Four of the six IMPOSURE members in front of the vintage projection of our manifesto , L to R Liz Morison, Rebecca Farkas, myself and Vivian Barraclough.
This installation displayed 51 books on female, 49 about male and 18 on individual global majority artists. This selection is intended to be representative of the population at the last census in 2021. Some books were real, many of them borrowed and others, placeholder books, were made out of cardboard.

My installation '49:51...'with the placeholder book for artist Jack Ky Tan in the foreground.
I was lucky to be at the front of the empty shop we were occupying and so created a reading space with rainbow rug, directors chair, tables and lamp. The bookcase was made from ex-Hereford museum Dexion shelving, so I could choose exactly the height of shelves and adjust easily to fit hefty artist monographs.

My installation at the front of the IMPOSURE exhibition
When I’m looking at library shelves at the selection of visual artists represented I am finding it is common to have 90% or more of monographs on male artists and under 10% on individual female artists. I don’t see why this should be the case.
In the exhibition I had great conversations with many visitors and lots of interest.

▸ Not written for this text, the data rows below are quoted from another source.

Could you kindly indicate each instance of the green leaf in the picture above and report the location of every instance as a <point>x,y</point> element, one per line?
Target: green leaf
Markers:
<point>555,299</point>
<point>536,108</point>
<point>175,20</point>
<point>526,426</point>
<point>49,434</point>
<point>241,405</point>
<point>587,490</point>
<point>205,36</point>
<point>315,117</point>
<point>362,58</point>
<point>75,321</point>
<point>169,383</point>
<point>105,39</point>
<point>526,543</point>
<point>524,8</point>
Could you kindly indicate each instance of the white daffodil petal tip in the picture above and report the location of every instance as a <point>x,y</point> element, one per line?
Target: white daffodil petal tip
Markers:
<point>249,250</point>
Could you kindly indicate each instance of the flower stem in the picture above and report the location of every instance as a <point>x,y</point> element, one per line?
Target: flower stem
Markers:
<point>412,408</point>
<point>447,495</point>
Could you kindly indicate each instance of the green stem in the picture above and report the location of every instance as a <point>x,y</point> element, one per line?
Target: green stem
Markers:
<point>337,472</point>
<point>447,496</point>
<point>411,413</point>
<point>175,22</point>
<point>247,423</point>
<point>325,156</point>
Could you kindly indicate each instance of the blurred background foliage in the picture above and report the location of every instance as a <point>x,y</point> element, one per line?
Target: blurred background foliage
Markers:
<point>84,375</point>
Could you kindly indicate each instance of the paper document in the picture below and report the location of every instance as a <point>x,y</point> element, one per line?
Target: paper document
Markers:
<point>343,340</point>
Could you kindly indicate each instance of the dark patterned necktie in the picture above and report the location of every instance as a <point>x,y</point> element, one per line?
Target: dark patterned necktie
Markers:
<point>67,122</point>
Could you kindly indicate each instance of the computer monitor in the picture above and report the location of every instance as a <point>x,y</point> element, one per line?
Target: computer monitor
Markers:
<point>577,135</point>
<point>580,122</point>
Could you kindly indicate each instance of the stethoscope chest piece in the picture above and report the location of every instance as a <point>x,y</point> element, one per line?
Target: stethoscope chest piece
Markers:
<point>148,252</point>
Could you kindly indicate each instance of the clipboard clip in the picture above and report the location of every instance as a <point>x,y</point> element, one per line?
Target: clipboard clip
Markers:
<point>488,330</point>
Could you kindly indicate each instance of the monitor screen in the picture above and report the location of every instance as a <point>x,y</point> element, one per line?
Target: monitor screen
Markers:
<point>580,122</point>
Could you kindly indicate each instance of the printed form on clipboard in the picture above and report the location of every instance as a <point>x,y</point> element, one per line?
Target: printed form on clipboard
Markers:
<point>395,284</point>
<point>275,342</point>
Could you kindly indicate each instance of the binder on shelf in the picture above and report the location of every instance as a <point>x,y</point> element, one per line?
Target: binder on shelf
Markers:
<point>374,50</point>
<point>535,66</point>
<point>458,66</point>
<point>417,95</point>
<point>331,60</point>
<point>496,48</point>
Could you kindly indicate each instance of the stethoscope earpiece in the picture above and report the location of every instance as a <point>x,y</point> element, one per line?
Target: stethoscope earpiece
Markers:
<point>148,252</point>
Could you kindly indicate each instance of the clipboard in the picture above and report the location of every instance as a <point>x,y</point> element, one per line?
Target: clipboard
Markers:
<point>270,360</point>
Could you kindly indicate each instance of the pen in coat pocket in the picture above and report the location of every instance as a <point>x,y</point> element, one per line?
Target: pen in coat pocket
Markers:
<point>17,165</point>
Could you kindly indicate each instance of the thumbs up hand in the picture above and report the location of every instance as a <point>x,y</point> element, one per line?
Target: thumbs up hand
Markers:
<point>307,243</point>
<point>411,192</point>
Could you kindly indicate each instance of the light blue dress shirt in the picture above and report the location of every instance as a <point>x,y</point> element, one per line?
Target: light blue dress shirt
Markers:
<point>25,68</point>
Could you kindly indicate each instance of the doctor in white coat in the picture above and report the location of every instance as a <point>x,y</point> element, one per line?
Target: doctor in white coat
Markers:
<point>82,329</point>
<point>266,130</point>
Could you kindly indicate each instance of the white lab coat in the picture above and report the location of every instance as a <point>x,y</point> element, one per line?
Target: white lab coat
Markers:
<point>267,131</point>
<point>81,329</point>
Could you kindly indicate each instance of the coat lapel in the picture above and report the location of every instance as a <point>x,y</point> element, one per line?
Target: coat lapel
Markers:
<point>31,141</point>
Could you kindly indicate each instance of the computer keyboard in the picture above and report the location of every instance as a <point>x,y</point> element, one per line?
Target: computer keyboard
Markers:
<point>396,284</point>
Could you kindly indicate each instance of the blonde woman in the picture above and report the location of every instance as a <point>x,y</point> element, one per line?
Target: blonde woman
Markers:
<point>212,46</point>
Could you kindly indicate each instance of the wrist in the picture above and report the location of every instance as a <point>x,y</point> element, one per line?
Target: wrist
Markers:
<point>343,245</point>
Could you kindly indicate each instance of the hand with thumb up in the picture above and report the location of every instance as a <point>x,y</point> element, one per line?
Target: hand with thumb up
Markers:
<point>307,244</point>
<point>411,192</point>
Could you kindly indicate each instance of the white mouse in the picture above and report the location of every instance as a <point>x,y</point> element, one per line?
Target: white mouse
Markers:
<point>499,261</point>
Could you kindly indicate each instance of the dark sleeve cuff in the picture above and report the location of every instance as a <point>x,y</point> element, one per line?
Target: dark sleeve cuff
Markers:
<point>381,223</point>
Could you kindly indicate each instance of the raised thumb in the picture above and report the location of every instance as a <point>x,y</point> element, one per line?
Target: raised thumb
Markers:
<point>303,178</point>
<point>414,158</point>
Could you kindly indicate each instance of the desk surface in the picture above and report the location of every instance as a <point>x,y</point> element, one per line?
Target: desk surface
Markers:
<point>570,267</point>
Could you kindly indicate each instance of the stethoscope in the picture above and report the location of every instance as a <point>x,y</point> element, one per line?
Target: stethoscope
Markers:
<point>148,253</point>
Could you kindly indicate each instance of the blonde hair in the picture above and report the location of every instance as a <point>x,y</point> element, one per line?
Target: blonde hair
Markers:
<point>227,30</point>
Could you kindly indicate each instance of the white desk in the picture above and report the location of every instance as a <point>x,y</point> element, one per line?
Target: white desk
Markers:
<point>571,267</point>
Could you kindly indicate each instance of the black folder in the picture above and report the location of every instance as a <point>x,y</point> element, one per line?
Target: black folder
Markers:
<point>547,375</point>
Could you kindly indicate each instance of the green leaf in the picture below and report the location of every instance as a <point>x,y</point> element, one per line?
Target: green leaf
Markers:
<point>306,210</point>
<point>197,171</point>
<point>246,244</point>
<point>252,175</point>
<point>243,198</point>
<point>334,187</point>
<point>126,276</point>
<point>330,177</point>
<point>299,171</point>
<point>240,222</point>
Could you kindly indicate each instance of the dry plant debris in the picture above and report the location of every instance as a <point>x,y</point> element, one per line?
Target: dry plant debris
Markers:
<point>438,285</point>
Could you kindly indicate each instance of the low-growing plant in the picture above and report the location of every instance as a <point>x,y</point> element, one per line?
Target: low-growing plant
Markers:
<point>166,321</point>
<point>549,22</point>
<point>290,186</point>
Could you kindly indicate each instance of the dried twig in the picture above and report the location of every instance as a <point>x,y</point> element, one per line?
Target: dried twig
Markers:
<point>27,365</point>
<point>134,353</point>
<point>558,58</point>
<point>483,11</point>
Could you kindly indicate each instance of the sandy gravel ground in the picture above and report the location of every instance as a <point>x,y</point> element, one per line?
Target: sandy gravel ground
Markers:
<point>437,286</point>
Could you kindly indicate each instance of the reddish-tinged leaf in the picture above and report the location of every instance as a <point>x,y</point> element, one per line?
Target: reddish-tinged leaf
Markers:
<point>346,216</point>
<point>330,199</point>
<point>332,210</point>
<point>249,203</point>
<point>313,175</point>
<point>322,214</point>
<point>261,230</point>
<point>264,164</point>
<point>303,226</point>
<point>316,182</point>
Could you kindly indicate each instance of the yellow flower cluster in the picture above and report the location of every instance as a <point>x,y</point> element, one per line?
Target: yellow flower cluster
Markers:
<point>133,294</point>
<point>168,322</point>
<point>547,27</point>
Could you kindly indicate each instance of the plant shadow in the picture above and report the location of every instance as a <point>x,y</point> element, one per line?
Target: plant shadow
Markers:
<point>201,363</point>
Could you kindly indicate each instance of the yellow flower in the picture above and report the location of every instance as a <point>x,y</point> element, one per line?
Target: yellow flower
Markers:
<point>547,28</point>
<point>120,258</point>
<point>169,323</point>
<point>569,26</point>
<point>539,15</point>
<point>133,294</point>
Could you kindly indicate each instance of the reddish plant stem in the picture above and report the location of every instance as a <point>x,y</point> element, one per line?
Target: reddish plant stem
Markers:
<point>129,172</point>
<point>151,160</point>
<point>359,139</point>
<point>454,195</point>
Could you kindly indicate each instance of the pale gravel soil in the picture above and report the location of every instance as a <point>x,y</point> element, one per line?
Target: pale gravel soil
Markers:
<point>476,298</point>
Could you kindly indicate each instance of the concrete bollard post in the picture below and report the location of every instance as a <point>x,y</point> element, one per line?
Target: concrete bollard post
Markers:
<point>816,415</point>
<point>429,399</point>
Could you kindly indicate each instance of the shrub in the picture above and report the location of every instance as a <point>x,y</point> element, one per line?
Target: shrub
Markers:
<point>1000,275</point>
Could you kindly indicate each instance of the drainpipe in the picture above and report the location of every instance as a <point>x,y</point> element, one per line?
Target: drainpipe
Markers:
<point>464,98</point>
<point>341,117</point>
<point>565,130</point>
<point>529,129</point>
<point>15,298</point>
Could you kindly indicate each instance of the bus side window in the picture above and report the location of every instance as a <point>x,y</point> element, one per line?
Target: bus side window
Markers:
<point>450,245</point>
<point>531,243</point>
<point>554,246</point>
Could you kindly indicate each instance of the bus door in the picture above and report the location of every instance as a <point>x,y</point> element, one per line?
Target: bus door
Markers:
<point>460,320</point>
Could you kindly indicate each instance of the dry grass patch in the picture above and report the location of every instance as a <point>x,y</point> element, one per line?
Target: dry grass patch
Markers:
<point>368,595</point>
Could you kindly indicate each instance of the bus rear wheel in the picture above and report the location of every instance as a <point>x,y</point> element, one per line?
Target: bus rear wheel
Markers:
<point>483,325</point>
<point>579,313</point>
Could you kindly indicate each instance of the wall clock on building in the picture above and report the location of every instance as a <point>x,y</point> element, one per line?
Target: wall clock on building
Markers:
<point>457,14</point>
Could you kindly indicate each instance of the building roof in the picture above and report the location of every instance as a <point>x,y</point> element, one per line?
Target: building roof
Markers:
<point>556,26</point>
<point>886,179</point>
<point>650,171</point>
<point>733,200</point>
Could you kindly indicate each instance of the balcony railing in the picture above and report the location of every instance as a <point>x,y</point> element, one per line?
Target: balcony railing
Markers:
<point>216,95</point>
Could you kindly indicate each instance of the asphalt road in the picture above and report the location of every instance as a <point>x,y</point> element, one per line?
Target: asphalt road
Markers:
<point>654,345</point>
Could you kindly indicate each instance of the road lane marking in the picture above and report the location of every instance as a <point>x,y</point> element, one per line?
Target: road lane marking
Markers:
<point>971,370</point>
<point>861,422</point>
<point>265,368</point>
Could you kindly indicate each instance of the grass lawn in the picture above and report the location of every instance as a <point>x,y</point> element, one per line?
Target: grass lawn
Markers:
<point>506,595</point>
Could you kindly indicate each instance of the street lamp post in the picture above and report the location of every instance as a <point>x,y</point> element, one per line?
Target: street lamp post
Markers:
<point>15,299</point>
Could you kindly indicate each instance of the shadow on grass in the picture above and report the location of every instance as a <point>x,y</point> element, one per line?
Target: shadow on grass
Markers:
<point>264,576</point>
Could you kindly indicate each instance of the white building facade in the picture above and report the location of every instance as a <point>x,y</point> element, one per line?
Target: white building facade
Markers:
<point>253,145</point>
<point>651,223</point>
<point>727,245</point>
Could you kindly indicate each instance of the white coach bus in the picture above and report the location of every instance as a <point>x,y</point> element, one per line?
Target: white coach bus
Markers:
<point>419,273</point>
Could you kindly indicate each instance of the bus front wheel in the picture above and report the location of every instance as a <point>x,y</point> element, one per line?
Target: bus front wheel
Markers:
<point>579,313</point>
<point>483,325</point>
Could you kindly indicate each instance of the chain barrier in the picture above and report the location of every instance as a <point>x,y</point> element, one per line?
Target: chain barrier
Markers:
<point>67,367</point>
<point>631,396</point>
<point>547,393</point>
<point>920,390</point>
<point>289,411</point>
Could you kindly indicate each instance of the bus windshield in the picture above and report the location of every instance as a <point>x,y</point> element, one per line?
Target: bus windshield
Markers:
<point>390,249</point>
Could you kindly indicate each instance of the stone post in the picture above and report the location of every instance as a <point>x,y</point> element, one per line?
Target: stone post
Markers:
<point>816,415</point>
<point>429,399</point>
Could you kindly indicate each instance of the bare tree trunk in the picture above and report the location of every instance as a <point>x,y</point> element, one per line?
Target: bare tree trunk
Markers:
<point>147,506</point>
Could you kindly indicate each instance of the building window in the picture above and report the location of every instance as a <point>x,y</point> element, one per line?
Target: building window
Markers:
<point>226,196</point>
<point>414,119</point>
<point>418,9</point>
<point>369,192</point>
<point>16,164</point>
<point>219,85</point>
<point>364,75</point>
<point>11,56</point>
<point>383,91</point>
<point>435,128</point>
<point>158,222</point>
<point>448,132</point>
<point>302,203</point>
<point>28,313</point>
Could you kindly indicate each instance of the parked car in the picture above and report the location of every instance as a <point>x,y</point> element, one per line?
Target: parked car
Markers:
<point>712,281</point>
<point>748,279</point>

I’m now beginning to select the female artists to source books for my local library in Abergavenny, which has 37 books on male artists and 3 on female. I’ll select another 3 male visual artists, and 40 female and then I can start seeking the books to make Abergavenny the first library in the UK (research is needed to check this) to have an equal number of male and female artists represented in their stocks.
Libraries achieving gender parity could even earn special accreditation of 50/50 designation for visual arts, making them publicly recognised leaders in equitable representation.